Two small rings, A and B, each of mass 2m, are threaded on a rough horizontal pole. The
coefficient of friction between each ring and the pole is µ. The rings are attached to the ends of
a light inextensible string. A smooth ring C, of mass 3m, is threaded on the string and hangs in
equilibrium below the pole. The rings A and B are in limiting equilibrium on the pole, with
BAC = ABC = theta, where tan theta = 3/4

(a) Show that the tension in the string is 5/2 mg. done.

(b) Find the value of µ.

There has been a thread on this before but it was a long time ago. Basically I don't understand why tension is acting upward when you consider C. However when considering particles A and B the tension acts downward same direction as where the weight acts. Thanks.

(edited 7 years ago)

Reply 1

Steelmeat

Original post by coconut64

Two small rings, A and B, each of mass 2m, are threaded on a rough horizontal pole. The
coefficient of friction between each ring and the pole is µ. The rings are attached to the ends of
a light inextensible string. A smooth ring C, of mass 3m, is threaded on the string and hangs in
equilibrium below the pole. The rings A and B are in limiting equilibrium on the pole, with
BAC = ABC = theta, where tan theta = 3/4

(a) Show that the tension in the string is 5/2 mg. done.

(b) Find the value of µ.

Is tension acting upwards for C because the force of
There has been a thread on this before but it was a long time ago.
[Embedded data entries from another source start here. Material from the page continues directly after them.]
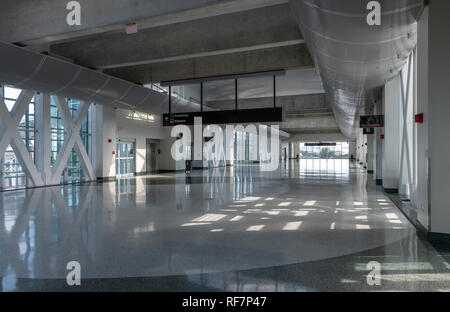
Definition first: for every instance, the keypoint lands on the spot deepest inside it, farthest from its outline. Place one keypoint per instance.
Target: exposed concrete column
(352, 148)
(378, 147)
(104, 134)
(392, 143)
(43, 133)
(434, 92)
(296, 149)
(370, 154)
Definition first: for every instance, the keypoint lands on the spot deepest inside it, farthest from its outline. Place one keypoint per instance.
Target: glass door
(125, 160)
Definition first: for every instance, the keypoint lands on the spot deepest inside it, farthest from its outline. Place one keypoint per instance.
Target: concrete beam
(308, 124)
(319, 136)
(244, 31)
(218, 65)
(22, 21)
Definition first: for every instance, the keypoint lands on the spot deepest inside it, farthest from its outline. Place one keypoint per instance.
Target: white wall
(420, 189)
(139, 131)
(439, 114)
(392, 143)
(103, 130)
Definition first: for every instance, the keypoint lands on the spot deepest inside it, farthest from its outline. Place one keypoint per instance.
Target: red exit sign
(132, 28)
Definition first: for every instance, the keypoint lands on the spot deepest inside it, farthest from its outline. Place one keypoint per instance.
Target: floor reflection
(178, 227)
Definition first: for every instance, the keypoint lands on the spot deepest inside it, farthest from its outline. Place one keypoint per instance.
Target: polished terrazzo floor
(310, 226)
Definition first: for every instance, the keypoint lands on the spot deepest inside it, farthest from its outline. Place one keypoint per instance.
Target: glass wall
(340, 151)
(73, 172)
(12, 175)
(11, 172)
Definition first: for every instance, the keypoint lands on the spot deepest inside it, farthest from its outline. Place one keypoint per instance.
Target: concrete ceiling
(182, 39)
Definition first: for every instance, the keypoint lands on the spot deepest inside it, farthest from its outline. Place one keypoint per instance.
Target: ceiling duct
(354, 59)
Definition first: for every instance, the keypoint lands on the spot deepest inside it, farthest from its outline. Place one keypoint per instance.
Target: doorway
(151, 157)
(126, 158)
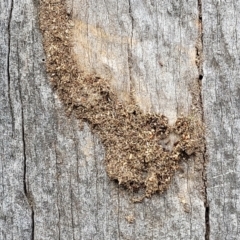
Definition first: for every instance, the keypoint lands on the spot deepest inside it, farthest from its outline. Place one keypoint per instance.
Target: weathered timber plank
(221, 98)
(54, 184)
(148, 47)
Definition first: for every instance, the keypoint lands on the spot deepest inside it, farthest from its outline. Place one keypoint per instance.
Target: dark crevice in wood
(26, 191)
(8, 64)
(130, 62)
(199, 62)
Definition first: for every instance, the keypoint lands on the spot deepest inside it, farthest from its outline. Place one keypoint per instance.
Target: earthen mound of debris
(142, 150)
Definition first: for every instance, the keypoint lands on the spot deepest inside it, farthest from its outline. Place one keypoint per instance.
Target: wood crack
(8, 64)
(199, 62)
(26, 191)
(130, 49)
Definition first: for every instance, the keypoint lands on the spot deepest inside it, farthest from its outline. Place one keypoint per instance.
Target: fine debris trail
(142, 151)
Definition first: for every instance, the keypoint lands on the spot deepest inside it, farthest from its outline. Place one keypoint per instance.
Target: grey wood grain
(221, 98)
(53, 181)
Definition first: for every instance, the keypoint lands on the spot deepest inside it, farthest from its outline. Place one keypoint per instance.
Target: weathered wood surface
(53, 181)
(221, 98)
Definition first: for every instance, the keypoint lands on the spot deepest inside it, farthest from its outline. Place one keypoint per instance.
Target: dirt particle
(142, 151)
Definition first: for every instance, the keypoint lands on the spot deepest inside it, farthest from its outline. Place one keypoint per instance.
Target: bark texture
(53, 180)
(221, 98)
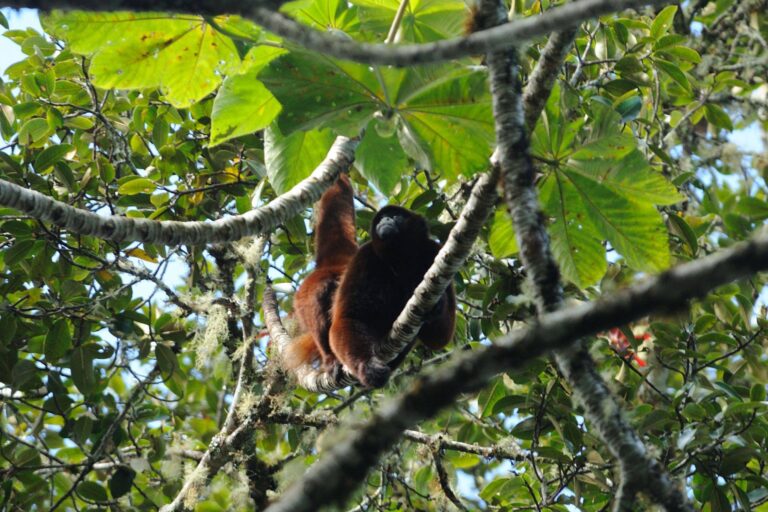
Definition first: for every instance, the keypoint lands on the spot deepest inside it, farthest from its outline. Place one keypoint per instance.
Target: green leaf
(718, 117)
(136, 186)
(576, 242)
(121, 481)
(635, 229)
(489, 396)
(629, 108)
(684, 230)
(33, 131)
(92, 491)
(181, 54)
(381, 160)
(424, 20)
(684, 53)
(632, 177)
(81, 364)
(663, 21)
(319, 92)
(50, 156)
(291, 159)
(334, 16)
(501, 240)
(674, 72)
(754, 208)
(18, 252)
(243, 105)
(605, 148)
(58, 340)
(450, 118)
(23, 372)
(82, 429)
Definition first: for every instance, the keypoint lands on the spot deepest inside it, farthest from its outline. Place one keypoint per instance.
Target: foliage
(191, 118)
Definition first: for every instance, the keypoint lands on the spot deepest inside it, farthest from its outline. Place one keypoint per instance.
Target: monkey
(379, 279)
(335, 246)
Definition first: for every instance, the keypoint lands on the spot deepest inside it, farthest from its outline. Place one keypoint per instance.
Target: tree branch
(575, 363)
(125, 229)
(339, 472)
(543, 77)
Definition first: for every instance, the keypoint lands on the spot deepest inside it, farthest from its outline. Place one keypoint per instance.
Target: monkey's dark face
(394, 222)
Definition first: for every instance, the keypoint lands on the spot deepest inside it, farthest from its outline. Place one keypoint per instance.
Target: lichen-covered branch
(543, 76)
(557, 18)
(340, 471)
(172, 233)
(518, 172)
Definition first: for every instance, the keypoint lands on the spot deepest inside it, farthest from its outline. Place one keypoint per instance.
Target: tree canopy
(595, 170)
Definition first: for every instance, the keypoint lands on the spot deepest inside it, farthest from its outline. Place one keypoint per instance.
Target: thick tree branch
(448, 261)
(518, 173)
(557, 18)
(124, 229)
(341, 470)
(543, 77)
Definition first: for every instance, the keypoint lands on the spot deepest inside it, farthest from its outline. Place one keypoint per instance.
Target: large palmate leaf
(501, 240)
(576, 242)
(634, 228)
(292, 158)
(380, 157)
(332, 15)
(451, 117)
(424, 20)
(183, 55)
(442, 114)
(319, 92)
(243, 104)
(630, 176)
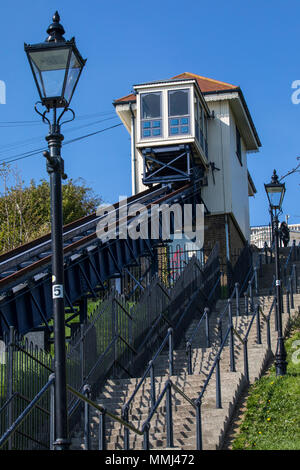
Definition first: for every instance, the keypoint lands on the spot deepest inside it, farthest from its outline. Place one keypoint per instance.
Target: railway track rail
(25, 272)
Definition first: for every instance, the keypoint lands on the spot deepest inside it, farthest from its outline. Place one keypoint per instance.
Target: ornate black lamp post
(56, 65)
(275, 192)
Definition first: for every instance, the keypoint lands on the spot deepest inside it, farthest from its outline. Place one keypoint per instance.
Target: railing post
(260, 264)
(258, 329)
(268, 333)
(152, 380)
(220, 328)
(250, 295)
(231, 338)
(206, 313)
(170, 330)
(218, 385)
(294, 251)
(292, 294)
(146, 443)
(169, 417)
(246, 362)
(276, 314)
(246, 303)
(237, 299)
(266, 252)
(288, 301)
(82, 355)
(126, 430)
(189, 355)
(102, 432)
(10, 378)
(295, 278)
(199, 444)
(256, 280)
(52, 415)
(87, 433)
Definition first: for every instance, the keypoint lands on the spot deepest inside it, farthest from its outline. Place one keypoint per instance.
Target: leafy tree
(25, 211)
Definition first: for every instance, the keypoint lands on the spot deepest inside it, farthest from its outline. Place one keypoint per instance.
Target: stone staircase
(215, 422)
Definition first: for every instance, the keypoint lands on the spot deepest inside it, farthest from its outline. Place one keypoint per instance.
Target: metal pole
(199, 444)
(169, 418)
(206, 313)
(52, 412)
(237, 299)
(55, 170)
(102, 431)
(246, 362)
(87, 434)
(231, 340)
(171, 351)
(218, 385)
(280, 356)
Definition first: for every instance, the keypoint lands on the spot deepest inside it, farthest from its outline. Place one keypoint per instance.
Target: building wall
(217, 194)
(222, 228)
(239, 182)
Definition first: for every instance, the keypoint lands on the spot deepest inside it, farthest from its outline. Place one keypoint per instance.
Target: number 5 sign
(57, 291)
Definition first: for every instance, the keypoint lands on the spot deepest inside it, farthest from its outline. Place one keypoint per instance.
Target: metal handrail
(12, 429)
(102, 409)
(217, 358)
(150, 365)
(146, 425)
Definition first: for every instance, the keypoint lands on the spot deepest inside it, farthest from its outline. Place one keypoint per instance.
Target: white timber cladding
(227, 190)
(165, 127)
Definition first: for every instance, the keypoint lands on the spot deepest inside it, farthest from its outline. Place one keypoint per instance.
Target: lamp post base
(61, 444)
(280, 358)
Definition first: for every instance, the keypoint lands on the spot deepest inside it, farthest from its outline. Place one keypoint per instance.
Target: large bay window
(179, 115)
(201, 126)
(151, 115)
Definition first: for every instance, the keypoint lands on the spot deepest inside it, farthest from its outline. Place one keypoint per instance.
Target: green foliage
(272, 419)
(25, 211)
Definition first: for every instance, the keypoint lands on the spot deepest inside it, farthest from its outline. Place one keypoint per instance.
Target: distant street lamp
(275, 193)
(56, 65)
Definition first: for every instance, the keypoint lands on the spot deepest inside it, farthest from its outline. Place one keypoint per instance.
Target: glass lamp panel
(73, 73)
(275, 195)
(178, 102)
(151, 105)
(38, 79)
(50, 59)
(53, 83)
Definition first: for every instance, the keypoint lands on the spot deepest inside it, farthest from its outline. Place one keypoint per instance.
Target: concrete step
(215, 422)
Basically I don't understand why tension is acting upward when you consider C. However when considering particles A and B the tension acts downward same direction as where the weight acts. Thanks.
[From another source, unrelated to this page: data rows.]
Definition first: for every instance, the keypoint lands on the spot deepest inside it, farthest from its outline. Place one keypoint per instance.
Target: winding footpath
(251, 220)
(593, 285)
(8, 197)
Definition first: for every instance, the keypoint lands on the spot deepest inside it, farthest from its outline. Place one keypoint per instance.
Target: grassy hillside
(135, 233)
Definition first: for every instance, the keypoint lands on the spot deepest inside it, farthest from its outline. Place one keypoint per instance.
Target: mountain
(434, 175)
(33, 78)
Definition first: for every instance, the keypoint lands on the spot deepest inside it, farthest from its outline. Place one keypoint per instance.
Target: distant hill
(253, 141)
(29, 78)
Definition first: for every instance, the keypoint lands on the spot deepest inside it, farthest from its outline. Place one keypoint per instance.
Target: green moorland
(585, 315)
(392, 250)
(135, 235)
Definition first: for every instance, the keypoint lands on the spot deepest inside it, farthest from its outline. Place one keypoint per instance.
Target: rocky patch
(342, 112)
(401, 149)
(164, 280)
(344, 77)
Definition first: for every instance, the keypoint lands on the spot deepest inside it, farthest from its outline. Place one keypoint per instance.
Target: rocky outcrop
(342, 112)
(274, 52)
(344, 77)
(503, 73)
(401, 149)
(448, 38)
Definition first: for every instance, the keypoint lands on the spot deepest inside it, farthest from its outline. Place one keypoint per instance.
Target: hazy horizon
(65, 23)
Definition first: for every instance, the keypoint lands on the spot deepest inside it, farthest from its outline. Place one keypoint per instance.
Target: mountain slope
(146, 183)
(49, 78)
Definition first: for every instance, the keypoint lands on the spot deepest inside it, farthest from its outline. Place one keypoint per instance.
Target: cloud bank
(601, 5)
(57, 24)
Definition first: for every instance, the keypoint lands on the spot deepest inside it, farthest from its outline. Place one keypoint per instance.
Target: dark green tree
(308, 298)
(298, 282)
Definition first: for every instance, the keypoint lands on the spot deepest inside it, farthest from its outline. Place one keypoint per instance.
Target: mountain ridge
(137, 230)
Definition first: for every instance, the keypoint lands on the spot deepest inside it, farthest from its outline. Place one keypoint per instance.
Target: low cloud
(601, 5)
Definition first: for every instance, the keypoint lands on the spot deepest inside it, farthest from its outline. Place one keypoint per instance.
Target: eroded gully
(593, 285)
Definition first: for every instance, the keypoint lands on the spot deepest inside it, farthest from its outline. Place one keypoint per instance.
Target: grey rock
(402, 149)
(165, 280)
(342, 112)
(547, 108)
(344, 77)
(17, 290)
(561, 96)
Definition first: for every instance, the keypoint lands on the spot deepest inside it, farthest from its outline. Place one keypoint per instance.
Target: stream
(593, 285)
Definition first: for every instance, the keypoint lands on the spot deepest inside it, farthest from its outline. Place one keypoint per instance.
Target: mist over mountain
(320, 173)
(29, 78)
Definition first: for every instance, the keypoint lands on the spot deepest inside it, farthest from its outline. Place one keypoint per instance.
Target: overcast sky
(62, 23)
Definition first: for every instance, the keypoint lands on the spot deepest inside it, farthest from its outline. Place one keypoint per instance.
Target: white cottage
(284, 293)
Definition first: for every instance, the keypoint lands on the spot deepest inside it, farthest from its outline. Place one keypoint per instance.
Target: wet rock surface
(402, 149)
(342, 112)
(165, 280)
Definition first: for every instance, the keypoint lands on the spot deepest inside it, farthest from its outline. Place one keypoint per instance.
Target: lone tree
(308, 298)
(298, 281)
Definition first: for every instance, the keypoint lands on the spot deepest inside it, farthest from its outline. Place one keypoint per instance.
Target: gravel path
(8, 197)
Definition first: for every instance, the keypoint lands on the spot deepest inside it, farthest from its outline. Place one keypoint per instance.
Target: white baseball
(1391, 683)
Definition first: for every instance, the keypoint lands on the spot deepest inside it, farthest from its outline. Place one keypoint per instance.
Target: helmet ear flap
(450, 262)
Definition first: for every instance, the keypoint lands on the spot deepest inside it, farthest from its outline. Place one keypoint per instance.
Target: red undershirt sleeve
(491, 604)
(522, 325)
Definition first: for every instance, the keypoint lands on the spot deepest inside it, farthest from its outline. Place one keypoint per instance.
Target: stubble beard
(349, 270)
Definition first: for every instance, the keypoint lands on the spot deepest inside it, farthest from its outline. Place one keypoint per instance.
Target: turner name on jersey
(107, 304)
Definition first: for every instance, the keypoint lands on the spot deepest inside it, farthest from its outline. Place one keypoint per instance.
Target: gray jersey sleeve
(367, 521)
didn't finish your sentence eh? xD

I'm not too sure maybe because if there was no tension opposing the weight from particles A and B the string would just snap since there's no opposing force?

Maybe @Zacken can provide and answer

Reply 2

ghostwalker

Original post by coconut64

What do you mean by upwards and downwards here?

Do you mean vertically up and down, or along the string, in a general upwards/downwards direction with a horizontal component.

I.e. What's the actual issue for you? The fact that it's up at the centre and down at the ends, or the fact that its "vertical"?

Reply 3

Steelmeat

Original post by coconut64

hey! coconut

i just foind this website which explains this really well, it's a few comments down and he has quite a few diagrams to explain where the tension goes
http://physics.stackexchange.com/questions/195309/is-there-a-general-rule-for-determining-the-direction-of-tension-force

Reply 4

coconut64

Original post by ghostwalker

Hi, the problem for me is that when considering particle A or B, I thought that tension would be acting up since the tension is acting upward for c. However, tension acts downward for AB.

Reply 5

Funnycatvideos

Original post by coconut64

I got µ=4/7. Is that correct?

Reply 6

ghostwalker

Original post by coconut64

Hi, the problem for me is that when considering particle A or B, I thought that tension would be acting up since the tension is acting upward for c. However, tension acts downward for AB.

OK, so your problem is really about how tension in a string acts.

It can be summed up in "tension acts towards the body of the string".

So, at the ends, it acts towards the middle.

At any other point on the string, the tension acts towards the bodies of the two pieces of the string either side of the point.

Hence at A or B it acts downwards in general, although it's actually acting along the line of the string, downwards at an angle.

At C, the tension acts upwards at an angle. One lot towards A, and one lot towards B. And because these two tensions are equal in magnitude, and at the same angle to the horizontal, but opposite sides, then their horizontal components cancel out and you're left with a net force acting vertically upwards.